Reactivation and return to regular single cell cycle dynamics of previously delayed or growth arrested human metastatic cells upon releasing the osmotic stress. (A) Cartoon of the effect of reactivation on single cell cycle dynamics (top panel), normalized FUCCI2 fluorescence intensity (middle panel), with corresponding fluorescence images before and after reactivation (bottom panel). (B) Duration of the whole cell cycle (time from division to division) for the cell subpopulation “Mitosis complete”, before and after reactivation (N = 34, 57 and 23 cells for the control (red), PEG⁺ (violet) and PEG⁺ reactiv. (dashed box), respectively). (C) Duration of the S/G2/M phase for the cell subpopulation “Mitosis complete”, before and after reactivation (N = 39, 61 and 23 cells for the control (red), PEG⁺ (violet) and PEG⁺ reactiv. (dashed box) groups, respectively). (D) Duration of the G1 phase for the cell subpopulation “Mitosis complete”, before and after reactivation (N = 34, 57 and 23 cells for the control (red), PEG⁺ (violet) and PEG⁺ reactiv. (dashed box) groups, respectively). The plots represent the median, 1st and 3rd quartiles and extrema.
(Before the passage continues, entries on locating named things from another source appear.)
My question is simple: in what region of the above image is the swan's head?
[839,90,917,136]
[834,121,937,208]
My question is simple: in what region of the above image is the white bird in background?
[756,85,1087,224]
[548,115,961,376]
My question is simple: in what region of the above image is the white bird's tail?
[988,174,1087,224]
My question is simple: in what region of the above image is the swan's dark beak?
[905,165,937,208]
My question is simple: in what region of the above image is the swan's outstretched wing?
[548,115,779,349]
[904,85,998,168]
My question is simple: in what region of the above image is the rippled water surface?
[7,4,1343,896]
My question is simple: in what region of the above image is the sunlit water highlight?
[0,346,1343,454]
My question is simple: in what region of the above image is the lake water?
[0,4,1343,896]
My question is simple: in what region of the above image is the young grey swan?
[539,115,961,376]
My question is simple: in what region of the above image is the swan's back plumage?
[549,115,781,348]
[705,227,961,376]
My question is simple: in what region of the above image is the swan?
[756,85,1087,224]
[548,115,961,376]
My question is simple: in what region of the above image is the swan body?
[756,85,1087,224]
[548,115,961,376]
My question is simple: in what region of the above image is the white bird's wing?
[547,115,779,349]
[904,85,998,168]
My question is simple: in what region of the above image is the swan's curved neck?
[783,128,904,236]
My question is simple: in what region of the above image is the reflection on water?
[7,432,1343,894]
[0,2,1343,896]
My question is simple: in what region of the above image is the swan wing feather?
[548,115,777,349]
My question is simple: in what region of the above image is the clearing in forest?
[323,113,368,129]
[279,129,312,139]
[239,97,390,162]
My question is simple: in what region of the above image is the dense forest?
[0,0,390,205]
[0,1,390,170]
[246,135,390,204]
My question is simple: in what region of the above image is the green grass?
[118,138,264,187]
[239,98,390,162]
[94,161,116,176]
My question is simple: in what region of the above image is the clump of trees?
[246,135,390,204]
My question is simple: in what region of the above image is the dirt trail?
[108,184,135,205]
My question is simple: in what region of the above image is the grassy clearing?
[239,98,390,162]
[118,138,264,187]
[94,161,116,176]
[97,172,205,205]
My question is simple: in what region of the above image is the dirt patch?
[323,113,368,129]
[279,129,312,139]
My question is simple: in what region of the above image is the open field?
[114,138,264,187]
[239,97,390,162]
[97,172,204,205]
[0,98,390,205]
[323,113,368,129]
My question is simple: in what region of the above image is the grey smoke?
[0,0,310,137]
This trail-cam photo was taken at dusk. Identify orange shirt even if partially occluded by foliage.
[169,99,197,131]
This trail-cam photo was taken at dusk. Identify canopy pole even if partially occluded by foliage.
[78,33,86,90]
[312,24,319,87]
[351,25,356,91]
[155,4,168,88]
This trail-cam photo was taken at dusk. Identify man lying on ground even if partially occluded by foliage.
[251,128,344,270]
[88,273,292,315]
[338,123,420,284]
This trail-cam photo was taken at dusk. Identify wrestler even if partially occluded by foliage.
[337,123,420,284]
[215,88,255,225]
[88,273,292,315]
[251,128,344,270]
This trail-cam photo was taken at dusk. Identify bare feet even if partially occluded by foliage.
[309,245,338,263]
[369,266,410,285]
Statistical analysis with respect to PEG⁺ reactiv. using a one-tailed Wilcoxon rank sum test, n.s: p > 0.05, *: p < 0.05, **: p < 0.01 and ***: p < 0.001. The FUCCI2 cartoons were adapted from Sakaue-Sawano et al.²², Copyright (2008), with permission from Elsevier.

Discussion

Together, our findings identify osmotic pressure as a key biophysical cue modulating single cell cycle dynamics that can induce reversible growth arrest and reactivation of human metastatic cells. Quantitative time-lapse imaging of single cell cycle dynamics reveals that, upon exposure to hyperosmotic stress, distinct cell subpopulations emerge with delayed or even growth-arrested cell cycle. This effect is reversible for mild hyperosmotic pressure and cells can return to regular cell cycle dynamics, proliferation and migration upon release of the osmotic pressure. This is in agreement with similar phenomena observed previously with bacteria⁹, yeast cells²⁹ and plant seeds^7,8, but has been barely explored in the context of human cells. Our findings highlight the importance of the local biophysical microenvironment, particularly in human cell niches likely to harbor non-cycling quiescent cells such as lymphatic and blood capillaries in the bone marrow.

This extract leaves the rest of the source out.